First job was to remove the smd to do this i used a craft knife as a lever beneath it whilst desoldering one side at a time.









Take note that the bulb is marked to show polarity i.e. this is Neg "-" 









I have used house alarm cable, this is about the same gauge as telephone cable .
Here you can see that the insulation has burnt back and that the cable continues on . Trim the tails at the arrows flush with the bulbs.









Here you can see I have forced the insulation forward as far as
possible by holding the other end of the copper cable with a pliers
and using thumb and forefinger to force the insulation along the full length of the cable until I get the insulation against the smd.









To remove the handle from the door, open the door and look at it end on, there is a hole obviously handle height and is positioned towards the outer skin of the door. 
Now pull the door handle whilst using a Torx 20 driver (yes it will do it) to unscrew the screw. This screw is only rotating a formed plate 20 degrees or so approx 6 - 8 turns and is not meant to be fully removed as this will lead unnecessary work and fiddling around so be careful.
















Now ease out the lock to reveal the cable housing, just take note of the position of the cable with in the handle - you will need to get that back as close to it's original position for the door to open properly now disconnect the cable.









Pull the handle towards the now open lock space as shown.

















Ease back the rubber cover (1) I used a dremmel to remove the web castings (2) to allow the smd and cables to be inserted .









Machine out a hole to accept the smd. A little at a time checking as you go by offering the smd until your happy with the fit









Place a spot of hot glue in front of the smd to create a protective film.









Thread the cables through the rubber, cut the rubber (1) Insert the smd and seal with a hot glue gun (2)this will insulate and water proof the parts, pull the rubber forward whilst the glue is still hot(3)









Refitting the handle is just a reverse of the removal procedure - if when you try to open the door you find it doesn't open properly e.g. needs to be pulled twice you will need put more tension on the cable.
I have also run another 2 smds into the mirror to cast light onto the floor again fixing and insulating them using the hot glue gun with a clear glue.
To remove the door card pull back the rubber seals at both ends of the door.
















Twist off the casting piece of the inner door handle and remove the bolt.








Now before you attemp to remove the door card get yourself a small flat screw driver or similar to hand this wil be used to split the wiring connections for the window switches etc.
To remove the door card you need to ease it upwards, then release the door handle cable









Now split the wiring connections.









I have also fitted the lights to the bottom of the door card which subtly lights the floor once the door is open.
And to the footwells all of these lights will dim as per the interior lights









Don't forget to put in the resistor 1 for every 3 or 4 smds which is simply soldered in series with a tail then running to the main loom as link below.








To wire into the interior light circuit.
Remove the trim from the side of the dash(passenger side) this just pulls off I used a plasic rule to get under it initially until I got enough clearance to get a grip on it.
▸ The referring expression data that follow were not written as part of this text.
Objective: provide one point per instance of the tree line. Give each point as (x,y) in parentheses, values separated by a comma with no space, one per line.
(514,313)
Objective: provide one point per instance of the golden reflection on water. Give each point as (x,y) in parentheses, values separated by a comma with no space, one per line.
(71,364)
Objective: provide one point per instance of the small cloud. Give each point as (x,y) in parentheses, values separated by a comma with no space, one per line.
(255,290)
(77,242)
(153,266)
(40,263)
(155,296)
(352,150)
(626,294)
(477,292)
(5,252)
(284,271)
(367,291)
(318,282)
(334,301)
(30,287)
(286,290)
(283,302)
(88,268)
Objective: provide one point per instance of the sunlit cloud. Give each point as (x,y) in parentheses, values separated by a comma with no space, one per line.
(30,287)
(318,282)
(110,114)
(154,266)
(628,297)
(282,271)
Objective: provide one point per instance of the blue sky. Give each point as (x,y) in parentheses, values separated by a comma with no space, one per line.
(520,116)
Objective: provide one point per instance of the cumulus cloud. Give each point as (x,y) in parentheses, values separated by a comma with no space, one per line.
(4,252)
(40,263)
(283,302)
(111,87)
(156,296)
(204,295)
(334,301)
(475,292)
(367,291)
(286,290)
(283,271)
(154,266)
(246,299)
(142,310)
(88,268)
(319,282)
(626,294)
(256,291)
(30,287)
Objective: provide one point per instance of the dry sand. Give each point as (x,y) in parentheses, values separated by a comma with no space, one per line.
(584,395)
This will reveal another cover held in with screws (arrowed) remove this also and note where the circle is you'll find the loom.
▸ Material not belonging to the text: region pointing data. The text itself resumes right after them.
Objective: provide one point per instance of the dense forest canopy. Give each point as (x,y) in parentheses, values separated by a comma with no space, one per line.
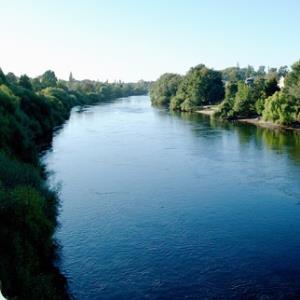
(270,94)
(30,108)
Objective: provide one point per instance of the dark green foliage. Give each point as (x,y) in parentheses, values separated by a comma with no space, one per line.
(200,86)
(284,106)
(165,88)
(24,81)
(29,111)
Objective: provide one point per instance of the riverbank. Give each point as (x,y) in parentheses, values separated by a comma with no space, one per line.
(210,110)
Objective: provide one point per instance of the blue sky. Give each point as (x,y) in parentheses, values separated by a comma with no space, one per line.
(131,39)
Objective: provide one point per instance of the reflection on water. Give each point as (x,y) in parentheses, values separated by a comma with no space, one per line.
(163,205)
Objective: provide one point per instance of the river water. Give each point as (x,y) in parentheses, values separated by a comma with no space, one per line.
(159,205)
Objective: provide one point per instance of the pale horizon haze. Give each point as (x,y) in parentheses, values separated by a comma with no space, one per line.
(133,40)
Carefully cut into the outer sheathing to reveal the cables just tap into these as shown of at first the light will not come on try swapping the wires as they do need to be the correct way around.
a= Red with Black trace
b= Brown with White trace

There not too difficult for anyone no magic involved just lots of time a little thought and an almost invisible mode that looks quite nice without going too overboard.
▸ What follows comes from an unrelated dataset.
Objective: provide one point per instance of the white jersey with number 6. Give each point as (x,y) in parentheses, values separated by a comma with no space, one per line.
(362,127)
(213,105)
Any questions I'll do my best to answer using my limited knowledge.


----------



## T3RBO (Dec 9, 2003)

Fantastic write up [smiley=thumbsup.gif]


----------



## antcole (Apr 4, 2009)

Very nice.

Nice and neat...... good how to, mate. [smiley=thumbsup.gif]


----------



## chrishTT (May 14, 2006)

nice write up wouldlove to take this one on
on a 1-5 how hard is it to do
and time taken to do


----------



## RobLE (Mar 20, 2005)

might do that later, I have 10 minutes to spare...! :roll:

looks great, and a fantastic write up....a little too complex for my skills though think!


----------



## stevebeechTA (May 16, 2009)

Excellent right up, I fancy having a go at the door handle LED but it looks as if it will take some time to do.


----------



## rabTT (Nov 14, 2006)

What a fantastic HowTo write-up and thanks for sharing it with us [smiley=cheers.gif]


----------



## smarties24 (May 22, 2009)

Awesome write up, cheers! All i need to do now is find the courage to try it :roll:


----------



## Thundercat (Oct 24, 2009)

Thanks to Mark for this, fantastic detailed write up. 
I have been doing the prep for this over the last few days, unsoldering the SMD's etc and today I did the deed  
I did the external door handles, puddle lights and, while the door cards were off I did the internal door handles in red. 
The effect (especially the outside door handles) is totally stunning and makes such a difference to the car, I can wholly recommend it to anyone even thinking of doing it :wink:


----------



## taTTy (Oct 27, 2007)

Took a couple of reads for it to go in but that's a great write up ... was just going to attempt puddle lights and interior pull handle but reckon I'll have a go at the external handle as well after reading this.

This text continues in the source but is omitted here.